You’re accepting a mild risk for literally zero benefit.

This is probably where we differ. I don't think vaccine risk is zero. Especially the cumulative effect of taking 35 shots (containing many more dosages).

Whoops. The original version of that sentence was

because a chatbot mentioned “socioeconomic conditions”

I understand that you’re suspicious that Grok fell back on PR-speak. I’d suggest that AI is unusually likely to give PR-speak even when there are compelling underlying reasons.

I don’t think vaccine risk is zero

Right, but if you’re scaling based off the COVID vaccine risk, I think you’re going to get an overestimate. At the same time, you’re definitely rounding the benefits down because you don’t see how your kid might be exposed. So I guess I’m arguing both ends. 40+ years of clinical data across a lot of the planet means the Hep B shots are safer than most medicine. But it’s not eradicated, and having the immunity gives your child more options regarding the medical profession and even foreign travel. I think a similar logic holds for the other differences from Denmark’s schedule.

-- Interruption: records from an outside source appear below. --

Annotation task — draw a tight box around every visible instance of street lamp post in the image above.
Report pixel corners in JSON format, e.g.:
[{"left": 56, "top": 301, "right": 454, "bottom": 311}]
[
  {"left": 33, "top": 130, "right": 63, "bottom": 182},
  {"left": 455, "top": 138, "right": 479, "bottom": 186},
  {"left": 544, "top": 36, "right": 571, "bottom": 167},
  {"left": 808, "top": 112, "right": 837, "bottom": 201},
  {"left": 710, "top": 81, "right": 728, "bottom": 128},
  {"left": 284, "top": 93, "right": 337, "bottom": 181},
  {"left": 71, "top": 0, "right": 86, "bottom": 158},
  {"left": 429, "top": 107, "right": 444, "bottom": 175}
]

For what it’s worth, my personal opinion is more about the categorical imperative. If everyone refused on free-rider grounds, the world would be a much worse place. Even if it was only your particular social stratum, you could do serious damage to our herd immunity. Vaccine risks are linear with number of people. Epidemics, though, are exponential.

I must point out that for Hep B, if you're advocating for shots on the grounds it's a good idea for a medical provider to have, then you need to keep in mind it can be given at pretty much any point in life.

You don't need it to be a med student. I don't think it's mandatory for doctors in most places, legally or otherwise. I remember when I came to the UK, I put "unknown" as my Hep B vaccination status, because I genuinely couldn't recall, and if I had it, it must have been well after my paediatric vaccinations. This wasn't flagged or followed up on, though I think it's a good idea for a medical professional to get the shot.

I assume the argument for infant Hep B vaccination is that infection during childbirth is a major transmission method; I think around 5-10% of the population in many Asian countries are carriers, most infected this way by their mothers. IIRC the liver damage cuts life expectancy by a couple years in women and by a decade or so in men, and it's incurable.

But it's also a sexually-transmitted disease (though not much of one in places where we're all vaccinated) for whatever stigma that holds, and it's a disease that can be asymptomatic, so I guess the thinking is that it's better to have 100% of babies vaccinated immediately (the vaccine response can "outrun" the disease!) than to rely on 100% of mothers to know and admit if they're carriers.

Additionally vaccine authorities will also try and bundle vaccines because it's easier for everyone to get them all done while people are thinking about it instead of catching up later when it becomes more of a risk factor.

Their may also be an immunologic argument but I'm not an expert on that.